Marcel Proust: ``Facts don't enter a world dominated by our beliefs.''

Those "beliefs" that held Ukraine down are changing.

There is a very good movie called "Archangel", about an English professor who goes to Russia on a history/archeology trip. The movie takes place in recent-day Russia.

He winds up in a remote village in the little house of the mother of the girl who was hauled to Moscow to have sex with Stalin (in the movie).

She still has a picture of Stalin on the wall, and she tells him "oh, Stalin was such a big, important man."

Which absolutely infuriates the English professor, who screams at her "he was a murderer, he raped your daughter."

The old woman just smiles.

Getting rid of that "reverence" to "big, important men" who trample all over people and even kill them is one of the keys in a democracy.

But, to me, it perfectly describes the genetic culture of fear which must be overcome as Ukraine continues to develop into a true, free and open democracy.

Taras said...

Actually, the West didn't show a whole lot of interest in Ukraine. Nor did it really understand Ukraine.

Initially, all the West cared about was our nukes. Just get those nukes, and let the crooks rule the Ukes. That was the policy, bluntly put.

Of course, the brunt of the straight-jacket that has kept Ukraine from realizing her potential should be attributed to Sovok. Call it slave mentality or Stockholm syndrome, as shown in Archangel, it’s still here, and it still hurts. It hurts this country real bad.

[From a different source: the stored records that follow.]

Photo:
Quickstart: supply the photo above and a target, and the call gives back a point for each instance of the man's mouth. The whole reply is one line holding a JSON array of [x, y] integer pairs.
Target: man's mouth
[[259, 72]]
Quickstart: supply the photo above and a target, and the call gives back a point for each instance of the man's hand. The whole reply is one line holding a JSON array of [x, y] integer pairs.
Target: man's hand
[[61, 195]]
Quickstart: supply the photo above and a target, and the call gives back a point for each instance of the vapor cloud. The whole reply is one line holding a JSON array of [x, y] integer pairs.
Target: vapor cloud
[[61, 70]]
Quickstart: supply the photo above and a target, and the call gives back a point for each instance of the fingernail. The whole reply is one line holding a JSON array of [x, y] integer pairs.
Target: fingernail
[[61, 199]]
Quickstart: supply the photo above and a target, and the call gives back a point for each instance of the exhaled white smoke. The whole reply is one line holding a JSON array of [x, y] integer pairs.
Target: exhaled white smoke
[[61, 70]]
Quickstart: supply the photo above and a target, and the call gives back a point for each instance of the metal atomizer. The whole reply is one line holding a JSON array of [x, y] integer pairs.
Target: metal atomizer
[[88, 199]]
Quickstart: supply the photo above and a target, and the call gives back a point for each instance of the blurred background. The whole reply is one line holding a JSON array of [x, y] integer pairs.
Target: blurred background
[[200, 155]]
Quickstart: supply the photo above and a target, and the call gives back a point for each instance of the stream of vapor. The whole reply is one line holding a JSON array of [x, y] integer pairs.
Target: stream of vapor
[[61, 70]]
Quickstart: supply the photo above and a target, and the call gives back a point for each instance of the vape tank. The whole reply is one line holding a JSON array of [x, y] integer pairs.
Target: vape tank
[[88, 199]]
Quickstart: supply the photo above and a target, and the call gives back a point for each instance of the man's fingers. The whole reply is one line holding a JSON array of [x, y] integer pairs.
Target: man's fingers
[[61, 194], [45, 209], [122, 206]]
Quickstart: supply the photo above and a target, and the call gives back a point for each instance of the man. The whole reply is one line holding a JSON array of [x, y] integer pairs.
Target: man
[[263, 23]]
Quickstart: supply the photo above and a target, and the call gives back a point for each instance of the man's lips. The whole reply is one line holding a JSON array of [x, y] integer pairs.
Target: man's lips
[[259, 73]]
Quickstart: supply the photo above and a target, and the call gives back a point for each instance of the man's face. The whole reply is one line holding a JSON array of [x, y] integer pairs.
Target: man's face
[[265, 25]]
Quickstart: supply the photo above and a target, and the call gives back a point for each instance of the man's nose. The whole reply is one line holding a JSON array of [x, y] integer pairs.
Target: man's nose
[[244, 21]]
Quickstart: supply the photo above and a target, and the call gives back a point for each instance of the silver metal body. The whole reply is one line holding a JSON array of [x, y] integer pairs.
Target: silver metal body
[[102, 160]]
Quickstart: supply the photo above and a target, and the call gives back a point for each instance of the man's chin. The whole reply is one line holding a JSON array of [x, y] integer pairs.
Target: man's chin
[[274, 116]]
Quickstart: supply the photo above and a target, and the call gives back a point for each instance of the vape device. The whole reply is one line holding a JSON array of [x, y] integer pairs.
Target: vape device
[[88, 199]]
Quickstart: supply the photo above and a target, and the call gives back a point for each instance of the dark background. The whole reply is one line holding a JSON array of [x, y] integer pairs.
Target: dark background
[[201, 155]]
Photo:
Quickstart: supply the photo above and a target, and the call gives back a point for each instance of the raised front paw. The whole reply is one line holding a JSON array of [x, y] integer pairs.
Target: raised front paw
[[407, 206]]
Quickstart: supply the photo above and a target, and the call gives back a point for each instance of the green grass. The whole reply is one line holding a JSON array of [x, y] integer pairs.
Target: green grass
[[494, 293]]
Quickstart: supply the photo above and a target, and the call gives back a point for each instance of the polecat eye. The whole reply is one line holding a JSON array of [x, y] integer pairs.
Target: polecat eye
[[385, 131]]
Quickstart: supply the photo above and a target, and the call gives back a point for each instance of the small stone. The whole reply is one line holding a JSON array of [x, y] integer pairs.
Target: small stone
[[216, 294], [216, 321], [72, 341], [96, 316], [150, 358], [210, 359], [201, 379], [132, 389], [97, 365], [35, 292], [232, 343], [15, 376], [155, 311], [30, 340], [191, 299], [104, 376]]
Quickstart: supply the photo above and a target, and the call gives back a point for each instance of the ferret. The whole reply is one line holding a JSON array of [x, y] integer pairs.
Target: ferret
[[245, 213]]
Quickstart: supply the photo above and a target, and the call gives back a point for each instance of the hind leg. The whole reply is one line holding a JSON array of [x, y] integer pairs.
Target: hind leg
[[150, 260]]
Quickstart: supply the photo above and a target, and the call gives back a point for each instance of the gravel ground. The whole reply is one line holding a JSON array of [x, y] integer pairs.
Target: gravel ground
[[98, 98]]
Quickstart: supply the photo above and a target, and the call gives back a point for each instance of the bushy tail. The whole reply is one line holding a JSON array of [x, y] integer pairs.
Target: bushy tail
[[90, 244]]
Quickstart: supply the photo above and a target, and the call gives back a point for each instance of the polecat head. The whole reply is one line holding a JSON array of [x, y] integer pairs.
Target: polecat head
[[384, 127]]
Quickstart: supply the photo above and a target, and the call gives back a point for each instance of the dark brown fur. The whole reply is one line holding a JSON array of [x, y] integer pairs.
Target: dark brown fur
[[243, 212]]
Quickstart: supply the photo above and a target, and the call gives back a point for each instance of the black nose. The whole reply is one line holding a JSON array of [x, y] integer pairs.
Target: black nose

By the way, as far as I know, it wasn't Stalin who abducted and raped young women, but Lavrentiy Beria, his right-hand man. (Stalin specialized in genocide.)

Anonymous said...

The BBC drama 'Archangel' was based on a fiction book by Robert Harris by the same name. It is a fictionalized account which explores the idea - what if Stalin knew he was going to die and set up a project that his biological son would be a future leader.
http://www.imdb.com/title/tt0426911/

It is an intriguing what if? esp. as Stalin was such an icon and any progeny of his would automatically be an inheritor. But Stalin of course did not have a son and yes, Beria (who btw in the book/film relates the existence of this 'Archangel' project to the book's hero) was a sadist and womanizer.

Luida

Taras said...

I haven't seen Archangel yet, so in my limited critique capacity I can only add that Stalin is known to have fathered two sons, Yakov and Vasily.

Have you seen Archangel? What does it say about these facts?

elmer said...

Well, I did not want to give away the plot of the movie, in case someone had not seen it yet, and most movies are made with a great deal of "poetic license." This movie is no exception, but I thought it was a pretty good thriller.

That scene with the old woman, however, really hit home.

Taras said...

It's OK as long as it captures the spirit of the Stalin era.